Joe referma la bouche, interloqué. Ses joues devinrent plus grises et plus opaques : Kelly devina que c'était sa manière à lui de rougir. Gêné, le fantôme détourna la tête, les lèvres pincées, et commença à s'éclipser : ses pieds furent comme lentement absorbés par le sol de pierre, et petit à petit, son corps baissa lentement, traversant l'étage.


- Allez, à dans 15 jours, Joe ! lui envoya Fistwick.


- Mais parfaitement, je serai là pour le dîner de Noël, dit la tête de Joe d'un ton assuré.


- Noël fin septembre, bien sûr... marmonna le professeur tandis que le spectre disparaissait complètement dans le sol.


Le silence régnait sur la salle de classe. Les élèves s'étaient unanimement interrompus dans leurs travaux pratiques, déconcertés par l'apparition furtive de l’esprit. Gudrun Emilsdottir – qui, étant la voisine de Ludmilla, avait vu le fantôme au plus près - posa la question qui trottait dans toutes les têtes :


- Professeur Fistwick, c'était qui, celui-là ?
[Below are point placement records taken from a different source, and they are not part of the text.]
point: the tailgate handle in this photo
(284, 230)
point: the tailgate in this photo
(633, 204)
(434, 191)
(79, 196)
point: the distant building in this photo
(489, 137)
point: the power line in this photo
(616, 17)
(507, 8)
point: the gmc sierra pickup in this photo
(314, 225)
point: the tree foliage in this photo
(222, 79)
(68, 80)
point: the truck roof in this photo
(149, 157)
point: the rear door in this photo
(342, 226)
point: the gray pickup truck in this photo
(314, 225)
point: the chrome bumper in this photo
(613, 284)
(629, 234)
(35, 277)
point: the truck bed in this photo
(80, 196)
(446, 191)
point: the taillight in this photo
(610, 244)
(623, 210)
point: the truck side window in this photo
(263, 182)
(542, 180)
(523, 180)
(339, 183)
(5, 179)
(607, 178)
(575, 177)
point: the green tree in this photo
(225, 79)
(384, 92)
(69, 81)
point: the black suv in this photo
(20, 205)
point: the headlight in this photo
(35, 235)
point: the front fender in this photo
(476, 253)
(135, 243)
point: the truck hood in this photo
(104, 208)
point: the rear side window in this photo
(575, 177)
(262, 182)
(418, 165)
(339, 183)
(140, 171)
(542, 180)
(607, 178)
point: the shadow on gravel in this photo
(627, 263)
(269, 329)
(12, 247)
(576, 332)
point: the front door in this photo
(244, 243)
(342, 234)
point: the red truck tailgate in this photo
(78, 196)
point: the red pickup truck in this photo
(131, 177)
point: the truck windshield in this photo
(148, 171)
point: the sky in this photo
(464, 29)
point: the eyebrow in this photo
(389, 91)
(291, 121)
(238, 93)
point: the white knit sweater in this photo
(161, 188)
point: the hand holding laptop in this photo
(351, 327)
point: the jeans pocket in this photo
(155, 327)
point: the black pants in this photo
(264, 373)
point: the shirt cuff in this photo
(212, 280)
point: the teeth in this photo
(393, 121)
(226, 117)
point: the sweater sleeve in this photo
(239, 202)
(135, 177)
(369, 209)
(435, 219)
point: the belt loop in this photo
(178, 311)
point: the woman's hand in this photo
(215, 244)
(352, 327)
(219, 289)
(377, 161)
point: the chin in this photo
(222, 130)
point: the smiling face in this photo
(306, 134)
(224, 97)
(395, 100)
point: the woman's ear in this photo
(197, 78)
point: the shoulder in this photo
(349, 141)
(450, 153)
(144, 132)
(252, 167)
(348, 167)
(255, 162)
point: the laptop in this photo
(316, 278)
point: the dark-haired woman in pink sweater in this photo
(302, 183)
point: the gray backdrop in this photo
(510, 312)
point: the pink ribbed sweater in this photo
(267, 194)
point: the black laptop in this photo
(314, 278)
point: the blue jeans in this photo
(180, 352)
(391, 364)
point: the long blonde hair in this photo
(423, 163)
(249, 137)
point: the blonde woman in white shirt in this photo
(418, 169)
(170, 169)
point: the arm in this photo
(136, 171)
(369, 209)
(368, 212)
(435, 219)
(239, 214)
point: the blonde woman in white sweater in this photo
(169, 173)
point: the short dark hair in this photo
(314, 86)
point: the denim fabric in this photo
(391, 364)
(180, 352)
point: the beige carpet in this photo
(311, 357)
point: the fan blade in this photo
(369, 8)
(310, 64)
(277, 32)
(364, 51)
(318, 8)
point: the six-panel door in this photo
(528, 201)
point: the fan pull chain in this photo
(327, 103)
- Lui ? C'est Joe le Troué, un brave ectoplasme qui hante les sous-sols du château depuis une centaine d'années. Ou deux, personne ne sait vraiment. Je l'adore, c'est mon fantôme préféré !


Il souriait toujours jusqu'aux oreilles. Kelly tiqua, guère dupe quant à cette soi-disant affection. De toute évidence, Fistwick prenait plaisir à se moquer de l'amnésie édifiante de ce pauvre fantôme. Elle renifla, agacée. Cet homme ne perdait-il donc jamais une occasion de se rendre exécrable ?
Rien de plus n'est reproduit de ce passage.